Regex causes many false positive so we don't block, heard that 'fingerprinting' data is the way to go. How has fingerpinting worked for anyone in the community?
Your RegEx needs to be created based on your company's business requirements.
Are you seeing false positives
1. across all rules or is it limited to certain rules only?
2. for all data types or is it limited to certain data types only?
Need to protect source code (files & snippets)
Neet to protect Account number with the corresponding last name. Want to do it where the last name and it's own account number are blocked. How do I do this?
Thank you for your help
For source code or any data that could be dynamic in nature, use RegExes.

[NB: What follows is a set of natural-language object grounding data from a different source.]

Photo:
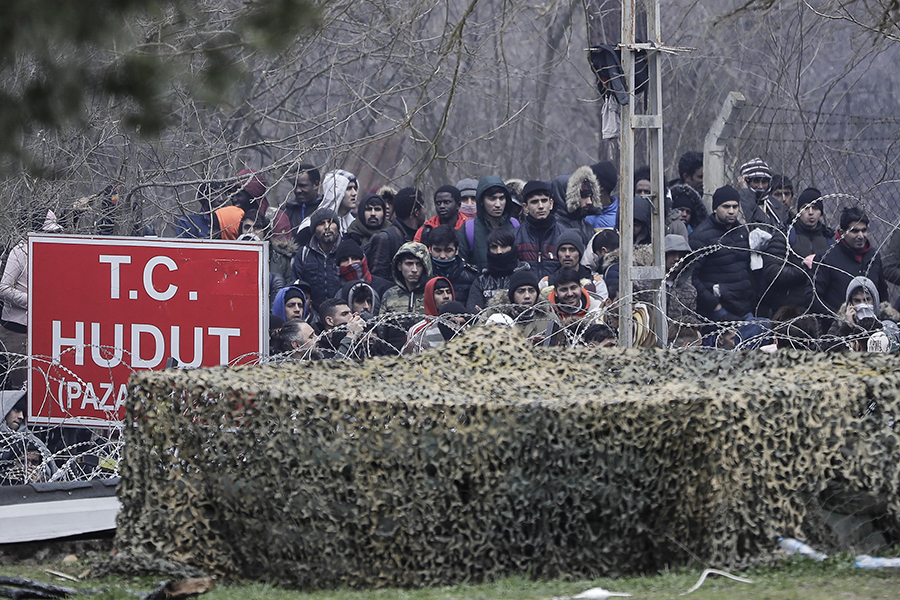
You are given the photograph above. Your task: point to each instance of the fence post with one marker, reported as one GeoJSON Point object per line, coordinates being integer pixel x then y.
{"type": "Point", "coordinates": [722, 128]}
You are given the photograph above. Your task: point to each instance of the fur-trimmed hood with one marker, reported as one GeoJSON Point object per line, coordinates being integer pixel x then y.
{"type": "Point", "coordinates": [573, 188]}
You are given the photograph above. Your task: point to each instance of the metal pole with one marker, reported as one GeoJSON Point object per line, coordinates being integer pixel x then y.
{"type": "Point", "coordinates": [657, 181]}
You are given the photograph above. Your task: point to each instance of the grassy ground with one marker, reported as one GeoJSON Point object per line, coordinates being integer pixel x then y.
{"type": "Point", "coordinates": [789, 579]}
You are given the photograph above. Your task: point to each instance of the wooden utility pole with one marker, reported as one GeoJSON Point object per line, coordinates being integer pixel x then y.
{"type": "Point", "coordinates": [651, 121]}
{"type": "Point", "coordinates": [604, 18]}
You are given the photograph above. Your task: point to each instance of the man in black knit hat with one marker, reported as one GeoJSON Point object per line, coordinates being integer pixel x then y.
{"type": "Point", "coordinates": [722, 276]}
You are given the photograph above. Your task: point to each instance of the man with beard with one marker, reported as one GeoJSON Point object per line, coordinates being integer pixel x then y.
{"type": "Point", "coordinates": [502, 263]}
{"type": "Point", "coordinates": [569, 299]}
{"type": "Point", "coordinates": [412, 270]}
{"type": "Point", "coordinates": [315, 262]}
{"type": "Point", "coordinates": [353, 266]}
{"type": "Point", "coordinates": [443, 244]}
{"type": "Point", "coordinates": [788, 262]}
{"type": "Point", "coordinates": [722, 276]}
{"type": "Point", "coordinates": [305, 200]}
{"type": "Point", "coordinates": [447, 201]}
{"type": "Point", "coordinates": [538, 236]}
{"type": "Point", "coordinates": [756, 203]}
{"type": "Point", "coordinates": [570, 248]}
{"type": "Point", "coordinates": [852, 256]}
{"type": "Point", "coordinates": [494, 210]}
{"type": "Point", "coordinates": [370, 219]}
{"type": "Point", "coordinates": [409, 215]}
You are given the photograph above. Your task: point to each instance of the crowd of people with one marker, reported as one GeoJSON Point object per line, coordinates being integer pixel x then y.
{"type": "Point", "coordinates": [762, 269]}
{"type": "Point", "coordinates": [354, 275]}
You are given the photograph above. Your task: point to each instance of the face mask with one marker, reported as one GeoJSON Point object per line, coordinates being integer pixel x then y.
{"type": "Point", "coordinates": [469, 210]}
{"type": "Point", "coordinates": [865, 311]}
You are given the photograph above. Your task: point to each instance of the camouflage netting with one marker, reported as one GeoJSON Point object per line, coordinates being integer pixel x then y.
{"type": "Point", "coordinates": [490, 457]}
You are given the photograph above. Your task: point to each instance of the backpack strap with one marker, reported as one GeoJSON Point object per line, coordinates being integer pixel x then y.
{"type": "Point", "coordinates": [470, 233]}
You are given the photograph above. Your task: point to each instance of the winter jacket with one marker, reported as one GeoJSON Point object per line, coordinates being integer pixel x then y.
{"type": "Point", "coordinates": [766, 210]}
{"type": "Point", "coordinates": [837, 266]}
{"type": "Point", "coordinates": [606, 218]}
{"type": "Point", "coordinates": [350, 289]}
{"type": "Point", "coordinates": [319, 269]}
{"type": "Point", "coordinates": [403, 301]}
{"type": "Point", "coordinates": [399, 298]}
{"type": "Point", "coordinates": [536, 244]}
{"type": "Point", "coordinates": [891, 258]}
{"type": "Point", "coordinates": [727, 267]}
{"type": "Point", "coordinates": [14, 287]}
{"type": "Point", "coordinates": [566, 192]}
{"type": "Point", "coordinates": [589, 305]}
{"type": "Point", "coordinates": [461, 274]}
{"type": "Point", "coordinates": [278, 304]}
{"type": "Point", "coordinates": [487, 285]}
{"type": "Point", "coordinates": [786, 281]}
{"type": "Point", "coordinates": [886, 315]}
{"type": "Point", "coordinates": [334, 184]}
{"type": "Point", "coordinates": [536, 323]}
{"type": "Point", "coordinates": [435, 221]}
{"type": "Point", "coordinates": [361, 234]}
{"type": "Point", "coordinates": [287, 218]}
{"type": "Point", "coordinates": [477, 229]}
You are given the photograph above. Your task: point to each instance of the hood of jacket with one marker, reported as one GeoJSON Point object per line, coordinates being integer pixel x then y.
{"type": "Point", "coordinates": [334, 185]}
{"type": "Point", "coordinates": [430, 307]}
{"type": "Point", "coordinates": [278, 303]}
{"type": "Point", "coordinates": [417, 250]}
{"type": "Point", "coordinates": [350, 289]}
{"type": "Point", "coordinates": [283, 245]}
{"type": "Point", "coordinates": [863, 282]}
{"type": "Point", "coordinates": [361, 210]}
{"type": "Point", "coordinates": [8, 400]}
{"type": "Point", "coordinates": [486, 183]}
{"type": "Point", "coordinates": [573, 188]}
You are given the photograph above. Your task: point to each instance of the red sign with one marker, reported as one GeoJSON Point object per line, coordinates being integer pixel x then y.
{"type": "Point", "coordinates": [101, 308]}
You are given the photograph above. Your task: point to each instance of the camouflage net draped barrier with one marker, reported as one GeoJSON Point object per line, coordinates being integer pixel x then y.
{"type": "Point", "coordinates": [490, 457]}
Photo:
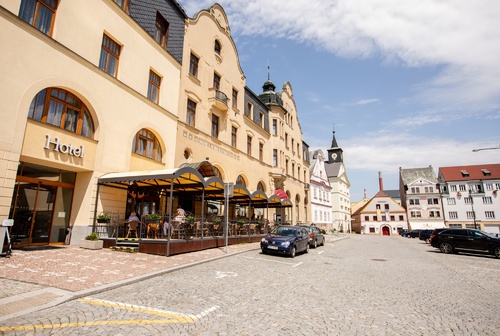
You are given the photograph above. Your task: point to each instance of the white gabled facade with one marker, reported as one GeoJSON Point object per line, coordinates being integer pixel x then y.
{"type": "Point", "coordinates": [470, 196]}
{"type": "Point", "coordinates": [340, 194]}
{"type": "Point", "coordinates": [382, 215]}
{"type": "Point", "coordinates": [420, 197]}
{"type": "Point", "coordinates": [321, 203]}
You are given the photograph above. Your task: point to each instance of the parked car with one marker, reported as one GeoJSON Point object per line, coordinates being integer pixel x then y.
{"type": "Point", "coordinates": [286, 239]}
{"type": "Point", "coordinates": [413, 233]}
{"type": "Point", "coordinates": [316, 237]}
{"type": "Point", "coordinates": [454, 240]}
{"type": "Point", "coordinates": [425, 235]}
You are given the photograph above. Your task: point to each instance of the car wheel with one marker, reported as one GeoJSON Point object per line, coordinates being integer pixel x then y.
{"type": "Point", "coordinates": [496, 251]}
{"type": "Point", "coordinates": [446, 248]}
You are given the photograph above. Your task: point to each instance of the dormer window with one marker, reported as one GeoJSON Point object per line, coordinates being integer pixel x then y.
{"type": "Point", "coordinates": [217, 47]}
{"type": "Point", "coordinates": [161, 30]}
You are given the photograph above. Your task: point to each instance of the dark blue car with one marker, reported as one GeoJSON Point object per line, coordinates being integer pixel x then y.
{"type": "Point", "coordinates": [286, 239]}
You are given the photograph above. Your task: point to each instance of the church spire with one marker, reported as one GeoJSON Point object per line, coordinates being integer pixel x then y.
{"type": "Point", "coordinates": [334, 141]}
{"type": "Point", "coordinates": [335, 153]}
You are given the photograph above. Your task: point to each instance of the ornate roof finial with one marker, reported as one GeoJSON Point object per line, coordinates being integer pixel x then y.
{"type": "Point", "coordinates": [268, 70]}
{"type": "Point", "coordinates": [334, 140]}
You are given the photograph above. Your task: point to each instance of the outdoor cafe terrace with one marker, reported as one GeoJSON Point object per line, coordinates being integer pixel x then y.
{"type": "Point", "coordinates": [216, 220]}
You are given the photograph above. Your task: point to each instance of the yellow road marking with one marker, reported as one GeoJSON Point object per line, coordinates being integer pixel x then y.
{"type": "Point", "coordinates": [85, 324]}
{"type": "Point", "coordinates": [172, 317]}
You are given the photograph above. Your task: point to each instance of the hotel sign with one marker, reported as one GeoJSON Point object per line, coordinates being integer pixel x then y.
{"type": "Point", "coordinates": [56, 146]}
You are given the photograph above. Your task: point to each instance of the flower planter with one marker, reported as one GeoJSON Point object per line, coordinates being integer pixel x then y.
{"type": "Point", "coordinates": [91, 244]}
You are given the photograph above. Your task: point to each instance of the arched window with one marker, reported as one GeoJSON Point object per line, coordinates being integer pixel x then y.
{"type": "Point", "coordinates": [260, 186]}
{"type": "Point", "coordinates": [146, 144]}
{"type": "Point", "coordinates": [217, 47]}
{"type": "Point", "coordinates": [63, 109]}
{"type": "Point", "coordinates": [217, 172]}
{"type": "Point", "coordinates": [240, 181]}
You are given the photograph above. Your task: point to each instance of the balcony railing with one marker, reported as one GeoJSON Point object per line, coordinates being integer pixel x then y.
{"type": "Point", "coordinates": [220, 100]}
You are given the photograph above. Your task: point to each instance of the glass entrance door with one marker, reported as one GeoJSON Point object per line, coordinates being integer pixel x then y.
{"type": "Point", "coordinates": [33, 212]}
{"type": "Point", "coordinates": [41, 205]}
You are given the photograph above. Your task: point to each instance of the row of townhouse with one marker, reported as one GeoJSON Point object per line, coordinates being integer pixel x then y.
{"type": "Point", "coordinates": [458, 196]}
{"type": "Point", "coordinates": [100, 86]}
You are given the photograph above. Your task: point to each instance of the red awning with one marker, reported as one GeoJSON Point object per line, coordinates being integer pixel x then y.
{"type": "Point", "coordinates": [281, 193]}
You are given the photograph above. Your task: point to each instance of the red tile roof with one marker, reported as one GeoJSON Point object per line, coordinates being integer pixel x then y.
{"type": "Point", "coordinates": [476, 172]}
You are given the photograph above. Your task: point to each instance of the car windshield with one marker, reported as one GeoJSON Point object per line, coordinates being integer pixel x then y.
{"type": "Point", "coordinates": [284, 231]}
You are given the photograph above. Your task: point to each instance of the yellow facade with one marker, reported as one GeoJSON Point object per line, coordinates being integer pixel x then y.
{"type": "Point", "coordinates": [196, 142]}
{"type": "Point", "coordinates": [68, 59]}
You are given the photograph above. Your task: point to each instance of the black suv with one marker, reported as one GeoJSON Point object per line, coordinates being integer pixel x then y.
{"type": "Point", "coordinates": [452, 240]}
{"type": "Point", "coordinates": [316, 237]}
{"type": "Point", "coordinates": [425, 235]}
{"type": "Point", "coordinates": [413, 233]}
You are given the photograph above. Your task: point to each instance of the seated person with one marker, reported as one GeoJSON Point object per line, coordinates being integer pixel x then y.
{"type": "Point", "coordinates": [180, 214]}
{"type": "Point", "coordinates": [133, 217]}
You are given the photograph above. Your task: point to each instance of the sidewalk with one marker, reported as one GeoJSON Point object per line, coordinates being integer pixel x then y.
{"type": "Point", "coordinates": [39, 278]}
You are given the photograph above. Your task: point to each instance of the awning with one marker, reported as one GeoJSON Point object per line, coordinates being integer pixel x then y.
{"type": "Point", "coordinates": [186, 178]}
{"type": "Point", "coordinates": [281, 193]}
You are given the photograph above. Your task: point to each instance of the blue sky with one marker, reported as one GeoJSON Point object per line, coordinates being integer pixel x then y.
{"type": "Point", "coordinates": [403, 83]}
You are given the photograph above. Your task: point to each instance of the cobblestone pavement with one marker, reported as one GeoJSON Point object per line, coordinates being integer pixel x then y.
{"type": "Point", "coordinates": [364, 285]}
{"type": "Point", "coordinates": [38, 278]}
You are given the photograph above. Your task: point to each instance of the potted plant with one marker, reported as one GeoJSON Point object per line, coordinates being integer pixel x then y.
{"type": "Point", "coordinates": [190, 219]}
{"type": "Point", "coordinates": [152, 218]}
{"type": "Point", "coordinates": [91, 242]}
{"type": "Point", "coordinates": [103, 218]}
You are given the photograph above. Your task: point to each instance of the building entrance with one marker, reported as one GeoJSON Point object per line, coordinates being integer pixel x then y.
{"type": "Point", "coordinates": [41, 206]}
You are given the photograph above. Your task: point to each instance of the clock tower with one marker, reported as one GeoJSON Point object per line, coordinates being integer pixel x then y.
{"type": "Point", "coordinates": [335, 153]}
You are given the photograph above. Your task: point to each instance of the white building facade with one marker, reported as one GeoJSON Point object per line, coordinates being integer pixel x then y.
{"type": "Point", "coordinates": [340, 188]}
{"type": "Point", "coordinates": [470, 196]}
{"type": "Point", "coordinates": [421, 198]}
{"type": "Point", "coordinates": [321, 204]}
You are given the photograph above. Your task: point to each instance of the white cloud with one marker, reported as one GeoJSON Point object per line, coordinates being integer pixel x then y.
{"type": "Point", "coordinates": [366, 101]}
{"type": "Point", "coordinates": [461, 36]}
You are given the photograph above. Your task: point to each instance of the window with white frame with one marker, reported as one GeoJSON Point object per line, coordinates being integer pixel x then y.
{"type": "Point", "coordinates": [416, 214]}
{"type": "Point", "coordinates": [489, 214]}
{"type": "Point", "coordinates": [487, 200]}
{"type": "Point", "coordinates": [432, 201]}
{"type": "Point", "coordinates": [434, 214]}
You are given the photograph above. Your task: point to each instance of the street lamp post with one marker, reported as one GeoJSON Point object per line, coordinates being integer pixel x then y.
{"type": "Point", "coordinates": [488, 148]}
{"type": "Point", "coordinates": [472, 205]}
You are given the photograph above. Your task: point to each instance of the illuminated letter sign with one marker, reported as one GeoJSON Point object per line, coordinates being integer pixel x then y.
{"type": "Point", "coordinates": [63, 148]}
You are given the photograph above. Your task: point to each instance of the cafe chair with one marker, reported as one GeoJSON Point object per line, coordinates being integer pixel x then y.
{"type": "Point", "coordinates": [133, 226]}
{"type": "Point", "coordinates": [177, 229]}
{"type": "Point", "coordinates": [198, 229]}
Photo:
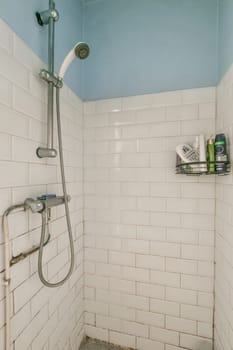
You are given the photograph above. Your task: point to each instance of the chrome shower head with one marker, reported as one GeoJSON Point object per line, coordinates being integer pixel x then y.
{"type": "Point", "coordinates": [80, 50]}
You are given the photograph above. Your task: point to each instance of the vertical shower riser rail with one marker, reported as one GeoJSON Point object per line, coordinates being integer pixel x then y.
{"type": "Point", "coordinates": [49, 18]}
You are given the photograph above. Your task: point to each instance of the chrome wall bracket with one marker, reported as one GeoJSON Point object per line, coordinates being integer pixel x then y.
{"type": "Point", "coordinates": [50, 78]}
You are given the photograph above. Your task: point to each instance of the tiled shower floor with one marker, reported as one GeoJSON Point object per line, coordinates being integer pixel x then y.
{"type": "Point", "coordinates": [92, 344]}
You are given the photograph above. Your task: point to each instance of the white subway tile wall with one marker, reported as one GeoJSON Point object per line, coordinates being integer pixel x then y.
{"type": "Point", "coordinates": [42, 318]}
{"type": "Point", "coordinates": [148, 233]}
{"type": "Point", "coordinates": [224, 224]}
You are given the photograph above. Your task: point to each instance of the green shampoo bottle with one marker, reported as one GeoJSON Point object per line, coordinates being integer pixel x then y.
{"type": "Point", "coordinates": [210, 154]}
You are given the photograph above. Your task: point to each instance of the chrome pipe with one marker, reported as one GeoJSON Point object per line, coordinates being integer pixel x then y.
{"type": "Point", "coordinates": [51, 71]}
{"type": "Point", "coordinates": [49, 17]}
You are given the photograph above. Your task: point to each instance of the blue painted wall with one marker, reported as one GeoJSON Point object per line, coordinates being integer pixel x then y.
{"type": "Point", "coordinates": [19, 14]}
{"type": "Point", "coordinates": [137, 46]}
{"type": "Point", "coordinates": [147, 46]}
{"type": "Point", "coordinates": [225, 36]}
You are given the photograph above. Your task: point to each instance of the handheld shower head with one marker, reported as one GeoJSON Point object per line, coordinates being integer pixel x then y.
{"type": "Point", "coordinates": [80, 50]}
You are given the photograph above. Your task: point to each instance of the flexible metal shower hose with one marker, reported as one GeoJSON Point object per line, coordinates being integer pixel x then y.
{"type": "Point", "coordinates": [43, 214]}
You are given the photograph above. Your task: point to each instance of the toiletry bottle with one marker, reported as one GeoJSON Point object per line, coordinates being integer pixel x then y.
{"type": "Point", "coordinates": [220, 152]}
{"type": "Point", "coordinates": [210, 155]}
{"type": "Point", "coordinates": [202, 154]}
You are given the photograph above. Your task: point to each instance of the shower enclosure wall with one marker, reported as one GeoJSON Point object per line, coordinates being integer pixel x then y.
{"type": "Point", "coordinates": [41, 317]}
{"type": "Point", "coordinates": [146, 279]}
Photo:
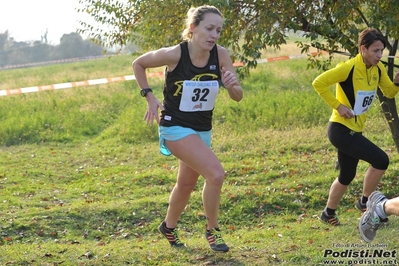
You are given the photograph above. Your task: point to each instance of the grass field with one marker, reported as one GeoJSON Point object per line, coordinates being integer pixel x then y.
{"type": "Point", "coordinates": [82, 181]}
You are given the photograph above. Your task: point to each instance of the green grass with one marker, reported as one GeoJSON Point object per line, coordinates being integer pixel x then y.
{"type": "Point", "coordinates": [82, 181]}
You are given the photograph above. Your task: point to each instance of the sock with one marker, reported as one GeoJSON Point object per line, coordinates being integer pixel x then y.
{"type": "Point", "coordinates": [167, 228]}
{"type": "Point", "coordinates": [380, 210]}
{"type": "Point", "coordinates": [364, 199]}
{"type": "Point", "coordinates": [330, 211]}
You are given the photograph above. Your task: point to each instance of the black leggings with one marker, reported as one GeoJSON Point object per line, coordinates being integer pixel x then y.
{"type": "Point", "coordinates": [352, 147]}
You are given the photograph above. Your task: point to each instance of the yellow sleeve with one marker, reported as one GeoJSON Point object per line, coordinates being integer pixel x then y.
{"type": "Point", "coordinates": [386, 85]}
{"type": "Point", "coordinates": [331, 77]}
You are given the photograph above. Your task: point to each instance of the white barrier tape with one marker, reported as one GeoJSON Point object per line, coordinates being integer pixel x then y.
{"type": "Point", "coordinates": [77, 59]}
{"type": "Point", "coordinates": [122, 78]}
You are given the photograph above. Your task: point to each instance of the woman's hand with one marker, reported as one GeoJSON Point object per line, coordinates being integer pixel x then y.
{"type": "Point", "coordinates": [152, 110]}
{"type": "Point", "coordinates": [345, 111]}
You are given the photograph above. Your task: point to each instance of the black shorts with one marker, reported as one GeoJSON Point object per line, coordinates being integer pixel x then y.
{"type": "Point", "coordinates": [353, 146]}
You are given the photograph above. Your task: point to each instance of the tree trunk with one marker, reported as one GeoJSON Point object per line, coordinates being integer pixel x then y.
{"type": "Point", "coordinates": [390, 112]}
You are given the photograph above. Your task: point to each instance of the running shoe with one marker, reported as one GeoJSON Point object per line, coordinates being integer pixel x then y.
{"type": "Point", "coordinates": [370, 222]}
{"type": "Point", "coordinates": [330, 219]}
{"type": "Point", "coordinates": [215, 240]}
{"type": "Point", "coordinates": [171, 235]}
{"type": "Point", "coordinates": [361, 206]}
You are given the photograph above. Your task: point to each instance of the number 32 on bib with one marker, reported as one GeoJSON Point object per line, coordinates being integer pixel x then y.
{"type": "Point", "coordinates": [198, 95]}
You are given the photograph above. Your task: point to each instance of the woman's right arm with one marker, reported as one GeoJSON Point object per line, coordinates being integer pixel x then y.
{"type": "Point", "coordinates": [157, 58]}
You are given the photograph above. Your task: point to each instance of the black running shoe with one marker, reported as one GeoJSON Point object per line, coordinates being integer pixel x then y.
{"type": "Point", "coordinates": [171, 235]}
{"type": "Point", "coordinates": [361, 206]}
{"type": "Point", "coordinates": [215, 240]}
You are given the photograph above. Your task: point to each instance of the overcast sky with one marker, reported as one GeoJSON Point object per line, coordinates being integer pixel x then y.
{"type": "Point", "coordinates": [27, 20]}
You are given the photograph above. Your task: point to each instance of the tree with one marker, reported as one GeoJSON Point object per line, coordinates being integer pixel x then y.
{"type": "Point", "coordinates": [253, 26]}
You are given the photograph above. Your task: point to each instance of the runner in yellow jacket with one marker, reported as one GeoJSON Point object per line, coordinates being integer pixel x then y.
{"type": "Point", "coordinates": [356, 82]}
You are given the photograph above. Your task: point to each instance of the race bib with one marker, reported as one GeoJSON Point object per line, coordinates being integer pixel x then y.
{"type": "Point", "coordinates": [363, 102]}
{"type": "Point", "coordinates": [198, 95]}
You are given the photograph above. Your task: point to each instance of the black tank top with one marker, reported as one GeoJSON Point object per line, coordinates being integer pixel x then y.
{"type": "Point", "coordinates": [172, 91]}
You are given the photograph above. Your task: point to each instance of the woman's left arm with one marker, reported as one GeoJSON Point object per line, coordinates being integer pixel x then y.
{"type": "Point", "coordinates": [229, 77]}
{"type": "Point", "coordinates": [387, 86]}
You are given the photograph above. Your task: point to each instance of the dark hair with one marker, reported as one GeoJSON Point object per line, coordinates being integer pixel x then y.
{"type": "Point", "coordinates": [368, 36]}
{"type": "Point", "coordinates": [195, 15]}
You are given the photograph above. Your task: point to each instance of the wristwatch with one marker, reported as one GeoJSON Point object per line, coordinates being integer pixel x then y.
{"type": "Point", "coordinates": [144, 92]}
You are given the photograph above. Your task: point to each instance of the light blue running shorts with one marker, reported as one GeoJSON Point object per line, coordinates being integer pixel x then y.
{"type": "Point", "coordinates": [177, 132]}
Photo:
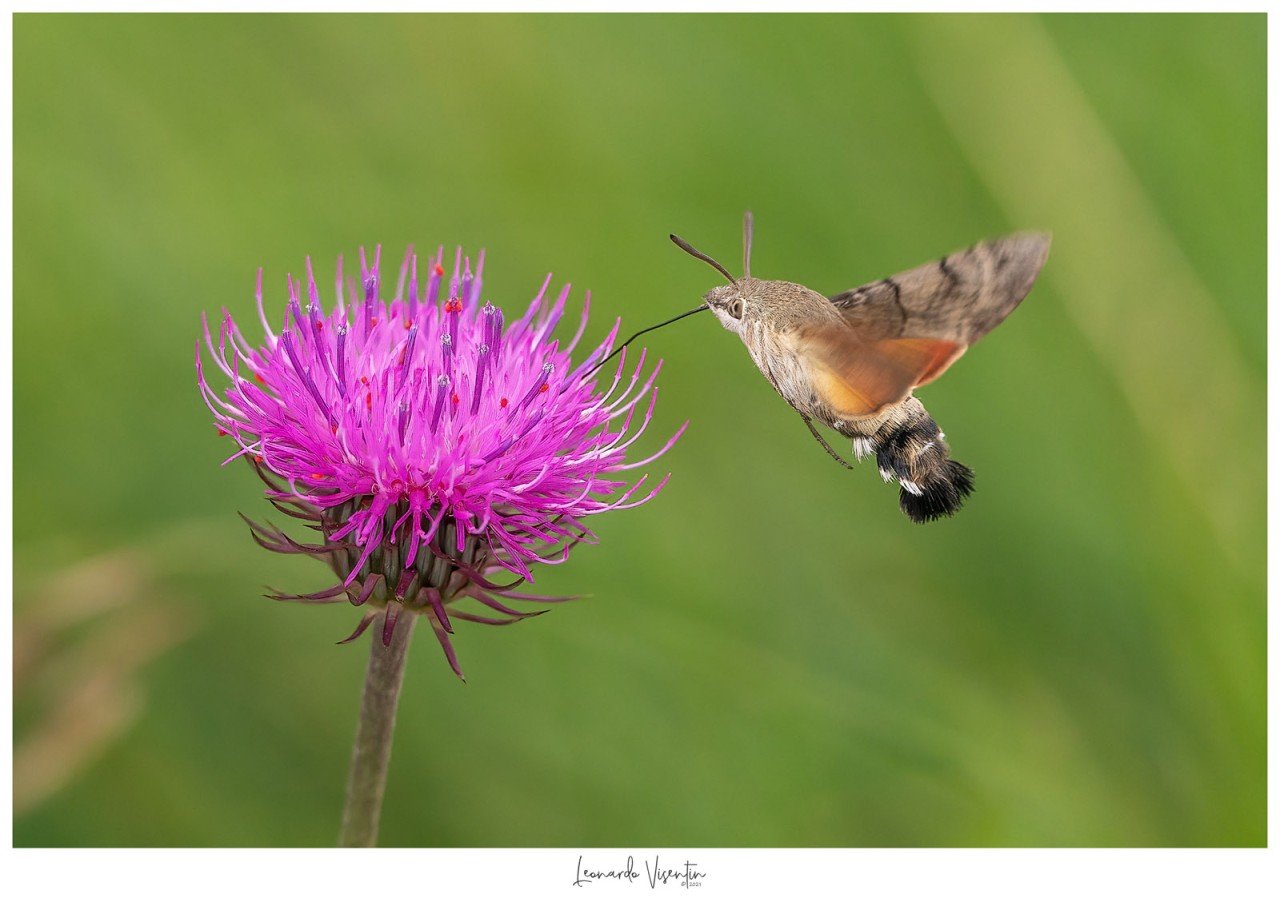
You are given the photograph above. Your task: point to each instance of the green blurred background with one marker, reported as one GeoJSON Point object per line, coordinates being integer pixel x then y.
{"type": "Point", "coordinates": [772, 654]}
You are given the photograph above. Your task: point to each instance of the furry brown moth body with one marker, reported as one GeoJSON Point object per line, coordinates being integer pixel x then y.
{"type": "Point", "coordinates": [851, 361]}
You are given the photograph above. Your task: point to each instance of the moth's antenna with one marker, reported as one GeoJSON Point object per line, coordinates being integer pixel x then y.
{"type": "Point", "coordinates": [703, 256]}
{"type": "Point", "coordinates": [682, 315]}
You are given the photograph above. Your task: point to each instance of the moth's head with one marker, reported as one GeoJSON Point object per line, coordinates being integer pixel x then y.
{"type": "Point", "coordinates": [731, 302]}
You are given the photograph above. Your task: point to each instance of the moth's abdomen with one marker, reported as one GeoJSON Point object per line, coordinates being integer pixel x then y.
{"type": "Point", "coordinates": [910, 448]}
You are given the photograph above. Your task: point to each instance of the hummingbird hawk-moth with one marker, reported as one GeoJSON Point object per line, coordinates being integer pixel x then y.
{"type": "Point", "coordinates": [851, 360]}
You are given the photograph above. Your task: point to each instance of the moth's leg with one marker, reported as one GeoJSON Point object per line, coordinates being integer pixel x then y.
{"type": "Point", "coordinates": [824, 444]}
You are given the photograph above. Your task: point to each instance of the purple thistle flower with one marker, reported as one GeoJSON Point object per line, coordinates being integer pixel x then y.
{"type": "Point", "coordinates": [437, 449]}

It is not easy since the code varies depedning on the programming language.
If the Data Protection process was followed per standards i.e. Data Identification and Inventory was completed before DLP deployment you wouldn't have issues knowing what to look for.
For static data, in your example, account number + last name, fingerprinting would be the best option. You can create RegExes for account number, but not for any name.
Inventory of data is not accurate due to employee error (eg they tag public when it should be private or priviledged), so it seems (from what I've researched) that fingerprinting is the best way to go, right?
The problem with RegExes are the false postives (false negs), so currently I am unable to protect Source Code or documents (inherently dynamic) with the McAfee dlp. Are there any "fingerprinting" modules which my org can add? If so, how accurate is the detection?
My previous reply still holds good for your questions.
Other than RegExes, since you mentioned that the users are not classifying data properly, to me it sounds like they need to be trained better.
Since there's a false positive issue of tagging or classifying data with keywords and as you said earlier, classification will not work for dynamic data, we've realized that we need to fingerprint the data in order to catch a partial file or code snippet. So how is this done? Does NDLP have a fingerprinting module?
So how do I fingerprint my sourcecode and setup the policy for a partial match? This is a much better alternative than classifying and running Regexes on file tags, also how accurate is the detection with NDLP fingerprinting algorithm?